NASHVILLE, Tenn. (AP) -Nashville Predators owner Craig Leipold has asked the NHL to hold off its consideration of a deal to sell the team to Canadian billionaire Jim Balsillie.
Leipold wants to have a binding agreement on the proposed $220 million sale with Balsillie, the co-CEO of Blackberry makers Research in Motion Ltd., before the league further considers the transaction.
``We did send the NHL a letter today requesting that it not do any further due diligence on Jim Balsillie's offer for the Nashville Predators until we reach a binding agreement,'' Leipold said in a statement Friday evening. ``If Jim is interested in reaching a binding agreement, we are prepared to move forward.''
Richard Rodier, Balsillie's lawyer, said in an email to The Associated Press that Leipold's letter to the NHL changes little. Rodier called the letter ``no big deal'' and suggested the sale would proceed.

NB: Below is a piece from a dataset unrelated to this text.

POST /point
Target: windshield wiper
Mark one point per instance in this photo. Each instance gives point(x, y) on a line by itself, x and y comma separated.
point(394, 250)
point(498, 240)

A spokesman for the NHL, which held the first round of its draft Friday night, didn't return a message seeking comment.
Leipold announced May 24 he was selling the team to Balsillie after losing $70 million over 10 years with the franchise and called for the deal to be finalized by June 30, though that deadline could be extended. Leipold and Balsillie have agreed to a term sheet for the transfer of ownership of the club, but that is nonbinding.
A lack of binding agreement prevented the NHL's board of governors from voting on the Predators sale on Wednesday, and the board isn't scheduled to meet again until the fall. Any deal likely won't be approved before next season.
Balsillie has already started a process to move the Predators to Hamilton, Ontario, should a potential out in the team's lease with the arena in Nashville be exercised after the sale's completion.
Balsillie withdrew a $175 million offer to buy the Pittsburgh Penguins in December because the league did not want him to relocate the team. NHL commissioner Gary Bettman earlier this week called plans to relocate the Predators premature.
A local group reportedly has emerged to buy the Predators if Balsillie's bid falls through despite Leipold's inability to find a local minority investor.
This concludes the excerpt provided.